Jan 6, 2010

New Brunswick Plans for a $10 Minimum Wage


On January 5, New Brunswick’s provincial government announced plans to increase their minimum wage from the current $8.25 per hour to $10 over the next two years. The move has gotten surprisingly little coverage in the mainstream media out West so far, but I urge you to check out this excellent article on the Times & Transcript website.

New Brunswick’s decision to increase their minimum wage is part of a larger poverty-reduction plan adopted last November. This move shows that New Brunswick is committed to ensuring a decent standard of living for all workers not just on paper but through action as well.

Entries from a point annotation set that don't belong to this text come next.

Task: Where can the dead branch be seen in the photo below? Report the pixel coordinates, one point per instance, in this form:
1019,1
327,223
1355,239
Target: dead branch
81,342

It’s worth noting that this time last year, New Brunswick’s minimum wage was $7.75, putting it in last place among all Canadian provinces. How much difference a year can make!

Closer to home,  our Premier’s latest excuse for inaction on minimum wages has been the poor economic conditions (most recently used in a mid-December interview on the Bill Good show, see here). That is despite the fact that we’re among the provinces least harmed by the recession and that other, worse affected provinces are managing just fine with higher minimum wages. Now that I think of it, the boom wasn’t the right time to increase minimum wages either, according to our government. Hmm.

As a result, minimum wages remain frozen at $8 per hour, well below where they need to be to ensure that full-time, full-year work is a ticket out of poverty.

Kudos to New Brunswick’s government for showing us that it is possible to maintain one’s social conscience during a recession, and confirming that public policy is, essentially, a matter of choice and not something dictated by “the economy.”